After almost five years of parental leave, three of which have been completely at home, I have been reflecting on what I have learned over the last half-decade when it comes to the practice of architecture. On a personal level the growth of becoming a mother and the opportunity to spend all day with the most extraordinary little people you could imagine is priceless. But I know that despite words associated with maternity or parental leave - such as putting a career on ‘hold’, taking a ‘break’ or ‘suspending’ registration - I didn’t stop being an architect in the last five years. It’s just part of who I am, and what I have experienced as a stay-at-home mother now shapes my unique voice in the work we do today.

One of the invaluable ways to learn about architecture is to really experience buildings, and while often a mother’s pace is frenetic, at other times it slows down. When it does, that’s when I truly stop, and am in the moment. After living in San Francisco for a while, I noticed everything in America seemed to happen at a faster pace. I joined in. After a while, the Americans I worked with started to make fun of the fact I walked to work so quickly; they would be an inch in front of my face before I recognised them. While strolling through the streets of Auckland either with babies sleeping in the stroller or accompanied by the enquiring minds of toddlers, I stopped walking so fast and simply stopped and looked. We have spent many moments at MOTAT’s Aviation Display Hall and various exhibits at Auckland Museum.  The materiality of the Auckland Art Gallery, landscapes of the Botanical Gardens and Winter Gardens all have fuelled my architectural vocabulary.

While working in the States I spent much time tailoring aspects of retail and university projects to enable the accessibly-challenged to have the best possible quality of life while experiencing a building. While I know pushing a stroller is in no way akin to being in a wheelchair, I did get to know which buildings are easier to navigate around, which cafes are near impossible to access and the quality of accessibility available in many places in Auckland. It is a let down when its not well considered.

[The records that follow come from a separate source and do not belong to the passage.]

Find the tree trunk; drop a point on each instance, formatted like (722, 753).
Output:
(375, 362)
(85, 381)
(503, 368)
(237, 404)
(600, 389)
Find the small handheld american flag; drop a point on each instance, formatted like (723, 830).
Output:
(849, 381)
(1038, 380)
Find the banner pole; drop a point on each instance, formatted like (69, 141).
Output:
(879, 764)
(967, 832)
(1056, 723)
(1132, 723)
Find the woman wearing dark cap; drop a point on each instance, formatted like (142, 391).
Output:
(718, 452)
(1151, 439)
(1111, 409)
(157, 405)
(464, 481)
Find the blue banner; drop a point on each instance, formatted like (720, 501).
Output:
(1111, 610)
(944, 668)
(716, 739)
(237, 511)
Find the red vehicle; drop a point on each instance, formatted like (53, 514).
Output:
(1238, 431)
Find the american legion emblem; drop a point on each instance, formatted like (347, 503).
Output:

Part of the practice of architecture is refining the skill to listen and formulate a clients brief. In our experience communication is critical to a successful project, but as 75 per cent of our projects are residential it certainly doesn’t hurt to have first hand experience of the particulars of everyday  practice of raising children. From the banal details of knowing how much storage is needed for the double stroller to a good idea of the outermost perimeter of splashable surfaces a 1-year-old can create while feeding, these details fill a little file within my mental design space. There are routines that all families create for themselves and these inhabit the spaces we create for them. My understanding of our own evolving routines helps me ask different questions and consider different aspects of a project which I hadn’t vocalised before.

Our children tend to experience materials that cover the surfaces in buildings with every part of their bodies. I have a new and more intimate appreciation of a material’s tactility and subsequent durability. This has supported a continued interest in integrated interiors within our work.

I have realised that after taking our boys to multiple playgrounds, they often have the best time discovering the optimal way to slide down a grassy slope. I should have known being a kid who loved sliding down the tiled roofs of the Sydney Opera House. Sometimes a less scripted space can make for great experiences and watching our boys explore spaces have reminded me of this.

Architecture is complicated and these simple reflections potentially only start to uncover how the last 5 years have influenced me. Taking the time out of full time practice and focusing on nurturing relationships and experiencing other practices of everyday life have allowed me to refocus and recharge. I feel more inspired to create lasting projects which will stand the test of time and shape the way people can live with joy and happiness. A lofty goal? Perhaps but one that I want to continue pursuing.

Image: An architectural excursion, Jennie's boy's at Waitomo.